Starting With the Basics
It's important to recognize that while everyone can benefit from some basic mental health training, responding to these types of scenarios isn't the right "fit" for all officers, Watson adds. Part of the CIT model expresses that not everyone will be adept at this type of response, even after they've undergone the training.

"Part of the program is identifying the people who have expressed an interest in responding to these types of calls," Watson explains. "That's not to say everyone shouldn't receive at least some basic skills such as what constitutes a mental health call and how they can manage that call until a CIT officer gets there."

That basic training is what The National Council for Behavioral Health hopes to achieve with their One Mind Campaign. The National Council recently partnered with the International Association of Chiefs of Police in announcing their One Mind Campaign, which calls on all police agencies in the United States to train 100% of their sworn officers and other support staff in "Mental Health First Aid" and train at least 20% of sworn staff in the CIT model.

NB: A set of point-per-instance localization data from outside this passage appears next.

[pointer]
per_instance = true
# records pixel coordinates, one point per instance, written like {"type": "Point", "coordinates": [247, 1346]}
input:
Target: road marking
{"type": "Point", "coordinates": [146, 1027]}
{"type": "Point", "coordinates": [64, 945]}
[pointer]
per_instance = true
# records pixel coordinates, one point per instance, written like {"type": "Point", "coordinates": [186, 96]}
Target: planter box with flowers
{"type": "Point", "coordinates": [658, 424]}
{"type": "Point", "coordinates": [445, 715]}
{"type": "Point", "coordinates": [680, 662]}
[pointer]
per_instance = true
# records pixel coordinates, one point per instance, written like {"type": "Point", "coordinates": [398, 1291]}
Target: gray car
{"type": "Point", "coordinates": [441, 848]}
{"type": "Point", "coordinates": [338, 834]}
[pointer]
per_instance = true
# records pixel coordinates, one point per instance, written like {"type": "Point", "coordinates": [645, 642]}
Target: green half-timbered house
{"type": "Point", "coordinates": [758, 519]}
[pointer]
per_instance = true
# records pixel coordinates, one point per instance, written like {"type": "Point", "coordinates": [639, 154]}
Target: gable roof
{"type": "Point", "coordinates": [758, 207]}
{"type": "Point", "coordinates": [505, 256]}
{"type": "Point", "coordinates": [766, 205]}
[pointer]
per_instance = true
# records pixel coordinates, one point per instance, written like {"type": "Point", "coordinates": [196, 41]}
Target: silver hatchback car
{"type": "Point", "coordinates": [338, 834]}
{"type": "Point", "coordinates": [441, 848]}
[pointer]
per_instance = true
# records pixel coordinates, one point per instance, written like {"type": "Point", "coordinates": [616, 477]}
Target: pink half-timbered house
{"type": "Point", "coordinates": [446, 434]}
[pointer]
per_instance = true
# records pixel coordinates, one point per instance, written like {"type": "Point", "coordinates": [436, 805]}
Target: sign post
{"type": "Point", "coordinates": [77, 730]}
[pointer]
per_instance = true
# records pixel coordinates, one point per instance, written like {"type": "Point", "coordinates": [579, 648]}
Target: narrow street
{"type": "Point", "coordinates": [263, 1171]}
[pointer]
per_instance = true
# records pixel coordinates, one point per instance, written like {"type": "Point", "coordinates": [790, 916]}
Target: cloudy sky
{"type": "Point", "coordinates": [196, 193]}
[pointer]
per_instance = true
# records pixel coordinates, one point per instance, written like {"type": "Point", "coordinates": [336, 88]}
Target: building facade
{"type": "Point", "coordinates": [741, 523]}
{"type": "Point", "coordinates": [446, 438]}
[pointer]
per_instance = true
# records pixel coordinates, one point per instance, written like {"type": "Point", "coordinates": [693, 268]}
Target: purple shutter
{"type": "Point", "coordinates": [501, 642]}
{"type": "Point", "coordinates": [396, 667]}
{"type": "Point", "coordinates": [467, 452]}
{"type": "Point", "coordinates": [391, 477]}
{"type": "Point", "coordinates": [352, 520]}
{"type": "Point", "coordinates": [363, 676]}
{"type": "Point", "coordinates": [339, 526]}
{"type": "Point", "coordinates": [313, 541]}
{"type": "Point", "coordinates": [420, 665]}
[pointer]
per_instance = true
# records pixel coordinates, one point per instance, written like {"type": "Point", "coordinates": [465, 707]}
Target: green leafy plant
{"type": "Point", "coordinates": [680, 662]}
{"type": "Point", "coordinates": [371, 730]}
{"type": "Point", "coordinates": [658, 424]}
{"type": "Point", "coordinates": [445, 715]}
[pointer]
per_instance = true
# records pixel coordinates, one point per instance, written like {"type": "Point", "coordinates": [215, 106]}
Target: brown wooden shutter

Bryan V. Gibb, director of public education for the National Council for Behavioral Health, says more than 700,000 individuals have been trained to date and the goal is to make the training as common as CPR. It is an eight-hour, one-day course for law enforcement that includes the basic skills necessary to reach out and provide comfort for someone in a mental health crisis. Gibb says it's focused on deescalating a situation and then referring the individual to the proper channels for professional help. "It utilizes some very basic skills such as patience, a calm voice, and proximity," Gibb explains. "Individuals can be escalated simply because they feel trapped. And oftentimes, individuals may have a fear of the officer's uniform or of loud noises. Sometimes just understanding what these triggers are can help."

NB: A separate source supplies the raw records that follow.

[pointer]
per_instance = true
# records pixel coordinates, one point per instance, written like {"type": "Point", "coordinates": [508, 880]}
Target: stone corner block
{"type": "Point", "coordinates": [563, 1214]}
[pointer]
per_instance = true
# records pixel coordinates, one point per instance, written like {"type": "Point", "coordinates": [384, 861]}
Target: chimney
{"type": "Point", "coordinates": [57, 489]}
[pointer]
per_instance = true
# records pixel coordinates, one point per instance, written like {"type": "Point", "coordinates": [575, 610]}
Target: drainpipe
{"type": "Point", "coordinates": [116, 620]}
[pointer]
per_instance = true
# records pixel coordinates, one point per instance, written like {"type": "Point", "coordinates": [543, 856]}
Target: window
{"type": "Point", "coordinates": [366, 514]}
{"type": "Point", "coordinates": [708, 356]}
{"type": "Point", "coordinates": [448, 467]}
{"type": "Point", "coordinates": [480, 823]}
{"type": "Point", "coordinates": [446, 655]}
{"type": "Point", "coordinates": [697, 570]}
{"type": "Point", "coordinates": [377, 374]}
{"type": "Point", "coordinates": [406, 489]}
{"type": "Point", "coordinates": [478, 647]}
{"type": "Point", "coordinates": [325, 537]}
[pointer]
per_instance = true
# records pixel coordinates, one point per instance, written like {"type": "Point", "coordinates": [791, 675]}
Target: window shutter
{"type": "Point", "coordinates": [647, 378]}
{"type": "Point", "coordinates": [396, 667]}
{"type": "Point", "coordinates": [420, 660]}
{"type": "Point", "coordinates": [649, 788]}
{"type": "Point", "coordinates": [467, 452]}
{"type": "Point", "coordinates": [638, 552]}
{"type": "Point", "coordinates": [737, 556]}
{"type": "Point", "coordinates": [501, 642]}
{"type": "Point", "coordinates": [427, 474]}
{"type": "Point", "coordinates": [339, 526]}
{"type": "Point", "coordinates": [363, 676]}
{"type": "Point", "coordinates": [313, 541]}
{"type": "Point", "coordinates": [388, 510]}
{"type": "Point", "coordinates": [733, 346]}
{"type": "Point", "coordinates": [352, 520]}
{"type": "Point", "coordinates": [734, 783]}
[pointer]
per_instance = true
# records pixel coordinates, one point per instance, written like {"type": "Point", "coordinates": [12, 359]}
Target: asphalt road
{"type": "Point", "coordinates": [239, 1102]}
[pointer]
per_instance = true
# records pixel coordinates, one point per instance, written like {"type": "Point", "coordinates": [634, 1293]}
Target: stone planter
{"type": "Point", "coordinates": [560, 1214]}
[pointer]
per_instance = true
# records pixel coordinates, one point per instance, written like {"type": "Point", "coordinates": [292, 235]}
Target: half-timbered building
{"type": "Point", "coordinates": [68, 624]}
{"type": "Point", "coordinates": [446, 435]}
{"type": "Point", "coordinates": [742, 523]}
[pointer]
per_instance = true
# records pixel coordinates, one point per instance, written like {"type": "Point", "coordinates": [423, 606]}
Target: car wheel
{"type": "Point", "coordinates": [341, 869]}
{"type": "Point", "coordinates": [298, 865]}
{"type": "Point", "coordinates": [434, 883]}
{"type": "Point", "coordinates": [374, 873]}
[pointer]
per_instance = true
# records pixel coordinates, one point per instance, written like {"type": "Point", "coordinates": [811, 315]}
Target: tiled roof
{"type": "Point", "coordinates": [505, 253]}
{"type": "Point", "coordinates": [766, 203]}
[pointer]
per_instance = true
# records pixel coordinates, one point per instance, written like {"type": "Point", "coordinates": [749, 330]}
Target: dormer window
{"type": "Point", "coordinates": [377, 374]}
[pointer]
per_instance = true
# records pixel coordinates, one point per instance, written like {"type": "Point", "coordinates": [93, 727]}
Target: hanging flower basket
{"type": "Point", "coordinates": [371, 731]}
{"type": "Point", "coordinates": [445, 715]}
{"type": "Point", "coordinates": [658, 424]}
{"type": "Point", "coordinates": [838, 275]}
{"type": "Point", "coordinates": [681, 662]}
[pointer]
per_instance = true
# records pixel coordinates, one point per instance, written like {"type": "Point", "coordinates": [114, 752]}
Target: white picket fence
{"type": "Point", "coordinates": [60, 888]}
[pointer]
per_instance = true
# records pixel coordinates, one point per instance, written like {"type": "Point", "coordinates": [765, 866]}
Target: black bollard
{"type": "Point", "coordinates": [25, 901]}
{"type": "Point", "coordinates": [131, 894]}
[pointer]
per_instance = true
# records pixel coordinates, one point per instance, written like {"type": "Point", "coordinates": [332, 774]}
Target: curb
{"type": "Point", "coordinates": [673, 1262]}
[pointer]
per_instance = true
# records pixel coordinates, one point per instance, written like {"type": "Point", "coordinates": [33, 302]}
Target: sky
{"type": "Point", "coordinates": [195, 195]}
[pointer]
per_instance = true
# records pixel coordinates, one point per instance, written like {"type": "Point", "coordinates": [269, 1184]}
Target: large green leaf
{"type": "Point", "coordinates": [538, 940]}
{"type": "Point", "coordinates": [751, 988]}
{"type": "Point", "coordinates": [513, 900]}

Gibb says the foundational element of Mental Health First Aid is a background on what mental health "looks like." It teaches the officers about some of the common ways someone with mental illness might act. Then it looks at how officers can respond to those situations without escalating the situation. Finally, it takes a look at the stigmas that have been associated with mental illness—some of which may include preconceptions of the responding officers.

"Stigmas reinforce and enable what officers think about individuals with mental illness and in turn affect how they'll respond," Gibb says. "But if we can get officers to understand what mental illness really is, it changes that response."

Gibb says that when officers assume that a person in a mental health crisis is behaving in a certain way, perhaps like a criminal or a dangerous individual, those assumptions lead to a response. But Mental Health First Aid tries to create understanding.

"If the individual is swinging their arms, an officer who comes from a place of understanding might recognize that this individual is not necessarily being aggressive but is being defensive," Gibb explains. "The officer will then understand that by stepping back, they may actually deescalate the situation."

Undoubtedly, it contrasts with the basic training skills that most officers are taught. But that's why it's so important.

Social Worker Skills
Usher says that social workers can play a vital role in ensuring that someone who has suffered a mental health crisis is getting the services they need. Oftentimes these individuals are taken to the emergency department and released in 24 to 48 hours with no follow-up care—and that's when the cycle repeats itself. But an important part of the puzzle is ensuring that these individuals are connected to a long-term solution.

Watson says that social workers are often part of the initial training, as well. She says that when officers and mental health and community care providers, such as social workers, all work together, that's when true solutions are developed.

"I would suggest that social workers get involved by going to their local precinct, attending roll calls, and just letting your local officers know what your agency does," Watson says. "As people begin to work together, that's what can lead to some real change in your community."

— Lindsey Getz is a Royersford, PA-based freelance writer.